A Cruz, modelo da sociedade nova

Homilia de Sexta-feira Santa de 2021 do bispo do Porto

Foto: Diocese do Porto

Este longo relato da Paixão transporta-nos à contemplação do ser de Deus e à nossa própria condição humana. De Deus, diz-nos que Ele não olha a limites, quando está em causa o nosso bem, a ponto de se poder falar em verdadeira “loucura da cruz” (1 Cor 1, 18-25), para usar a expressão de S. Paulo; a nós, faz-nos compreender que somos membros de uma humanidade que se edifica na dor e no sofrimento.

De facto, na cruz de Cristo descobre-se que Deus não é cruel, desinteressado ou distante das experiências que tecem a nossa vida. Pelo contrário, nela vemos um Deus totalmente solidário, que ama, se doa, une, consola, perdoa, acaricia, afaga e garante a glória e a alegria da ressurreição. Um Deus que assume o mais profundo da humanidade: os seus dramas e aspirações.

Mas também um Deus que dá o exemplo para a construção da sociedade nova: esta será solidária com todas as fragilidades do corpo ou da alma, tal como Jesus o foi e tal como Ele mesmo as assumiu. Sim, a humanidade pode comparar-se ao lençol de linho onde depositaram o corpo do Senhor: é urdida com os fios da dor e do sofrimento da vida, mas também com os da generosidade e do carinho dos que vão ao seu encontro. É nesse contributo comum que se tece este lençol belo e funcional.

A quantos sofrem e, particularmente, aos que mais sofrem, quero recordar que todos estamos irmanados na dor física ou moral: ninguém lhe escapa. Mas Aquele que suportou a dor maior não se colocou fora da humanidade. Ele é o filamento estruturante a partir do qual se produz o tal lençol novo, feito de misericórdia, compaixão e solidariedade. E nós, os outros fios da tal urdidura, não temos outro modelo nem podemos procurar outra natureza.

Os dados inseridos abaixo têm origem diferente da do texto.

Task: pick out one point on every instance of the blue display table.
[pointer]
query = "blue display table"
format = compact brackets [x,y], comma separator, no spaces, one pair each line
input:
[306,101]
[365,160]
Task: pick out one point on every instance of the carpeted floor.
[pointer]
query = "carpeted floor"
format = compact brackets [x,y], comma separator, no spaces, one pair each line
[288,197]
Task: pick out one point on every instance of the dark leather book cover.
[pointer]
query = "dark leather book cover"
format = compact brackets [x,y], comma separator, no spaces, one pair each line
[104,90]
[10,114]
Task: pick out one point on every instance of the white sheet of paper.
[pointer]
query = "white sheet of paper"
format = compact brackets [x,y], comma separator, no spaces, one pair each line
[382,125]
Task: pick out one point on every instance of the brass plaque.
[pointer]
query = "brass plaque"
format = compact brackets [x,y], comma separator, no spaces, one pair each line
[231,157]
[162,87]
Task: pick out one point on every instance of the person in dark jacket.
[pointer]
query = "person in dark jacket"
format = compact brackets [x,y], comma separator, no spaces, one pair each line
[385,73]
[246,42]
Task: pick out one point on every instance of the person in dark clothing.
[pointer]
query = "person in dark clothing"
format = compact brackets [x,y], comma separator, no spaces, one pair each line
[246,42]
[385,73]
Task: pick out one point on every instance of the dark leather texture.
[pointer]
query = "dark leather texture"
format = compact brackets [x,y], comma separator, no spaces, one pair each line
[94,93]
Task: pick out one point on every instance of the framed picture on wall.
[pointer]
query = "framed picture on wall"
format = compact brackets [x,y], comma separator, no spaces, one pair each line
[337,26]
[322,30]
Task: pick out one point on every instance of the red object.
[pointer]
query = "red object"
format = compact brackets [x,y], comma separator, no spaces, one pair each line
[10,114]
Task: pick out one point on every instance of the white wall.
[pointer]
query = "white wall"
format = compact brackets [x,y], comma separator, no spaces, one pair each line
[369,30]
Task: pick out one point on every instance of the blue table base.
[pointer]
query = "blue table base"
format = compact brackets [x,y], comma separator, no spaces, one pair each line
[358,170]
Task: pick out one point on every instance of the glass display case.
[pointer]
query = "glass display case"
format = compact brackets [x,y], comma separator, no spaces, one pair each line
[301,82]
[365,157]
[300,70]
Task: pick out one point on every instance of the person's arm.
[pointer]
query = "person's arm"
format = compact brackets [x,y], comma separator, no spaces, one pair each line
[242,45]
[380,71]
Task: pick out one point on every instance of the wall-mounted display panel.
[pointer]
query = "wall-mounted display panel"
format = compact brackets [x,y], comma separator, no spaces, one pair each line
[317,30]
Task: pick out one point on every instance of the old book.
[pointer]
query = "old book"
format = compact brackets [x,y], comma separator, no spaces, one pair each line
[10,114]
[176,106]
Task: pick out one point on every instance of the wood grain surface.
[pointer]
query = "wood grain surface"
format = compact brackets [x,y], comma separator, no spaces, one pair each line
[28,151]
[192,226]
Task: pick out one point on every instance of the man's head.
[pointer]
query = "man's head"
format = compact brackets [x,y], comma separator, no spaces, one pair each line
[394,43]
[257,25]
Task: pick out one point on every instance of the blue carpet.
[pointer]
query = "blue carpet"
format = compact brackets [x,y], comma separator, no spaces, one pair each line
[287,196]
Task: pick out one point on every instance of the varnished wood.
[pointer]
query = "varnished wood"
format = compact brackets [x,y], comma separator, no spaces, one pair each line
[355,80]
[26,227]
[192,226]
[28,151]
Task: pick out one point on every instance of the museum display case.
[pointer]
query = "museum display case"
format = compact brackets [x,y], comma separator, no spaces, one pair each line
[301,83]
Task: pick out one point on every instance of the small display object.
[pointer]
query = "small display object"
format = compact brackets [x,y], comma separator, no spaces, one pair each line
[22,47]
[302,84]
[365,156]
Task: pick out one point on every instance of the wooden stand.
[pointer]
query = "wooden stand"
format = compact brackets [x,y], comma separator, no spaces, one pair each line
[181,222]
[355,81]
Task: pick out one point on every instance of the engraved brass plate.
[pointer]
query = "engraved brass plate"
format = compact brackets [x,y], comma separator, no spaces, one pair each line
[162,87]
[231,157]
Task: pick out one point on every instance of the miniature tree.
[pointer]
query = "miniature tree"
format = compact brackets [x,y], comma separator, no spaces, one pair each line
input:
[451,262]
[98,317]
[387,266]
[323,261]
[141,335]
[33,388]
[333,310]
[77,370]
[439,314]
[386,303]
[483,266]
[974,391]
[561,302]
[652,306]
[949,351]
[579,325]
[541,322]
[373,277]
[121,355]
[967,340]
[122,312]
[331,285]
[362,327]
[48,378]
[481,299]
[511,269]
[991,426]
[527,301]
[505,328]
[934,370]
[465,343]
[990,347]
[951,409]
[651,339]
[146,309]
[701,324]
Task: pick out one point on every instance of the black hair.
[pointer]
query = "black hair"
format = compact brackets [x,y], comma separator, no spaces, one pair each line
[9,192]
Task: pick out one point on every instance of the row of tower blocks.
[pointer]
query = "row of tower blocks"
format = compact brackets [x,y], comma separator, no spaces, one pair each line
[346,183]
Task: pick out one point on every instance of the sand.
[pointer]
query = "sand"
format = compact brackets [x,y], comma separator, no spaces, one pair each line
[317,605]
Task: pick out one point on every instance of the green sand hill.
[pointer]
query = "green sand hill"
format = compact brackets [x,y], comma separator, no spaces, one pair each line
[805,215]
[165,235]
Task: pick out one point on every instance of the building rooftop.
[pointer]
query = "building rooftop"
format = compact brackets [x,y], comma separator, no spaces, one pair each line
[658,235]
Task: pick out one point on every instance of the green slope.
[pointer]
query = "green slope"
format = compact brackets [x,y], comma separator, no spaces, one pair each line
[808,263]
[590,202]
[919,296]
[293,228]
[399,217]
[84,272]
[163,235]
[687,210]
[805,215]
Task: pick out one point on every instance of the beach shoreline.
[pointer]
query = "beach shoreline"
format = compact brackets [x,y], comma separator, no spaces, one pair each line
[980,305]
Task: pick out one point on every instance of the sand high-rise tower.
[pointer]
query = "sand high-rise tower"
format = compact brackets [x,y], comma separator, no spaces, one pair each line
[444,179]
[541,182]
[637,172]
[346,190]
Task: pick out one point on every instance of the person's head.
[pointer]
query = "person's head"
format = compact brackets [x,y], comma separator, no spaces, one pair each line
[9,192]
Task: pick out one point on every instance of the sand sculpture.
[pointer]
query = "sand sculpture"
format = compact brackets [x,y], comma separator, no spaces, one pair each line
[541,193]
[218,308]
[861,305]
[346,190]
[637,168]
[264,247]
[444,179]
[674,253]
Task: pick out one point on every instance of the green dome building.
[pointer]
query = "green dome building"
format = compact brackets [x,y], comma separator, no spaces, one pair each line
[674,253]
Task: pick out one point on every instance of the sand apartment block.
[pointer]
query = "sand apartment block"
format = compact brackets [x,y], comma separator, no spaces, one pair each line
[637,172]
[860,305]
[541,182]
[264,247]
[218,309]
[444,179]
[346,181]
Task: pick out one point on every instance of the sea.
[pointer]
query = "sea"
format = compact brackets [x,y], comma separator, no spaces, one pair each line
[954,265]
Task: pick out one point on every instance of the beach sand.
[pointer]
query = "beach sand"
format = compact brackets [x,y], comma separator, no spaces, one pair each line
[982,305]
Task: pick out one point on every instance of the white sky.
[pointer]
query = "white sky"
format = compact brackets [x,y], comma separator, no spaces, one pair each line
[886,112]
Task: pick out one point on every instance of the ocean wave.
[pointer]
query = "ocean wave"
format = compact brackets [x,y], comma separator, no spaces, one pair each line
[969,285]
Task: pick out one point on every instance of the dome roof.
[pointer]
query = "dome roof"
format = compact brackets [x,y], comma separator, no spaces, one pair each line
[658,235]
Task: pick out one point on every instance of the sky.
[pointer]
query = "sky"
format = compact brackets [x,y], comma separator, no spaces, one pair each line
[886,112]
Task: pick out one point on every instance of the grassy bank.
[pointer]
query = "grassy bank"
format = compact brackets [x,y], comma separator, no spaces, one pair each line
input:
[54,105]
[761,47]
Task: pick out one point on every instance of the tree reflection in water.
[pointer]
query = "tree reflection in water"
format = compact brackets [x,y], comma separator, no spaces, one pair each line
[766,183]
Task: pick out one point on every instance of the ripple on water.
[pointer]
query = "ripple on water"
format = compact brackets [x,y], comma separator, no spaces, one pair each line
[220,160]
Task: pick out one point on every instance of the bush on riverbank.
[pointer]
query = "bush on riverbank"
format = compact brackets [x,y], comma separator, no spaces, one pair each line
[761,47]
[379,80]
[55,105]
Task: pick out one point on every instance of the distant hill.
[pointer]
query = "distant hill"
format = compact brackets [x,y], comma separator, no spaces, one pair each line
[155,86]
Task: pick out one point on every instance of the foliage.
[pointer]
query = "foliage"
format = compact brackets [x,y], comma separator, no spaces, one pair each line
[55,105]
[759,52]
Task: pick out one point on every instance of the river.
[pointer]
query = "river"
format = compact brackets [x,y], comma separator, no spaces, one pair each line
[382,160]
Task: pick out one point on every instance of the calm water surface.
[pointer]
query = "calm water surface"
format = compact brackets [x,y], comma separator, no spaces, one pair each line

Isto mesmo se mostrou nos momentos mais duros e mais negros da pandemia. Fosse nas casas de cada pessoa mais idosa, fosse nos Lares, residências seniores e até nos hospitais, quem estava habituado a dedicar-se aos outros a exemplo de Jesus, fê-lo com uma tal solicitude e amor que impressionaram. Diretores, responsáveis e, especialmente, os diversos cuidadores passaram dias e dias sem ir a casa por motivos dos contágios, sofreram ao lado dos sofredores com lágrimas no coração mas um sorriso de disfarce, fizeram tudo o que podiam e o que não podiam para que nada faltasse, enfim, acarinharam, afagaram, retiraram medos, puseram em comunicação com familiares, acalentaram esperança. Foram verdadeira imagem de Cristo, pois o Senhor tanto está presente nos que necessitam de ajuda e, por isso, deixou que o Cireneu lhe levasse a cruz, como está na pessoa dos que cuidam e, como tal, passou a vida fazendo o bem, como atestam os seus milagres.

Quero, nesta Sexta-feira Santa, dia que nós identificamos com a condição humana que é tecida de penas e de doações, a partir desta Sé, coração da nossa Diocese do Porto, agradecer aos cuidadores que se deram aos mais frágeis dos frágeis com toda a dedicação e generosidade: o Senhor escreveu a letras de ouro no seu registo o bem que fizestes a seu exemplo. E quero, igualmente, abraçar os mais idosos, os que, porventura, estiveram hospitalizados, os que testaram positivo à Covid e a quantos sofreram por causa dela: na dor suportada, por vezes com imenso ânimo, também vós exprimistes o rosto de Cristo, rosto desfigurado pelo sofrimento em nosso favor, mas agora luminoso, atraente e glorificado.

Aproveitemos esta lição da pandemia. Conjuguemos o futuro com um verbo: ajudar. Ajudar e deixar-se ajudar deveria ser a matriz da sociedade. Que é como quem diz: uma sociedade construída na dedicação aos outros, particularmente aos mais frágeis, menos egoísta, mais solidária, mais investidora em amor e em estruturas que sabe serem, mais tarde ou mais cedo, necessárias para todos e cada um. Mesmo para aqueles que, agora, as desprezam ou ignoram.

Esta Diocese do Porto, que lançou a campanha de um crucifixo em cada casa, sabe bem que ele é interpelação a construir a família e a sociedade na abnegação, na entrega aos outros, na generosidade. Numa palavra: no amor. E que é aí que encontramos o sentido para a vida.

Então, aprendamos a lição que ele nos dá.